Russian Academy of Sciences. Source: TASS
One fifth of Russian universities and research institutes lost subscriptions to scientific articles by the Springer international publisher on Tuesday, the company's press service confirmed to Interfax.
Springer representatives were compelled to shut access to its database of scientific articles to Russian universities and research institutes on May 12 2015, the press service said.
It also said that under the publisher's license agreement signed in 2014 with the Russian Foundation for Basic Research (RFFI) and the National Electronic-Information Consortium (NEIKON), the RFFI provided access to the Springer database of over 2,000 English-language scientific periodicals for free, it said.
Access was provided to 360 universities and research institutes, or at least 20 percent of the Russian research organizations, the press service said.
The NEIKON has not concluded a license agreement for 2015 to this day. Nor has it paid for the services provided over the past few months, as a result of which universities and research institutes are being disconnected from the database.
Following four months of free-of-charge use and unsuccessful talks Springer was compelled to suspend access to its articles to Russian universities. A similar situation arose in 2012, when the RFFI, under the pressure of the Russian Academy of Sciences and universities, made funds available following an eight-month idle time, the press service said citing Springer head for Russia and the Commonwealth of Independent States Matthias Aicher.

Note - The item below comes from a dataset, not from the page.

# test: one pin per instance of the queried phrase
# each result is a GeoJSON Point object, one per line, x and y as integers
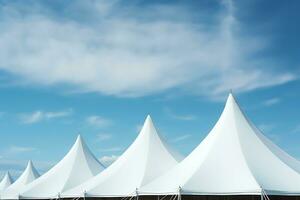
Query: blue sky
{"type": "Point", "coordinates": [99, 67]}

Agreements help increase the number of scientific publications and enhance the efficiency of research in China and other countries, he said.
The business daily Kommersant reported earlier on Tuesday that universities and scientific institutes have lost their subscription to thousands of unique scientific journals brought out by Springer. The subscriptions remain unpaid over the Russian government's 890,000 euro debt to Springer.
Russian Academy of Sciences President Vladimir Fortov told Kommersant that if Springer publications "become inaccessible to us science will not be able to develop properly."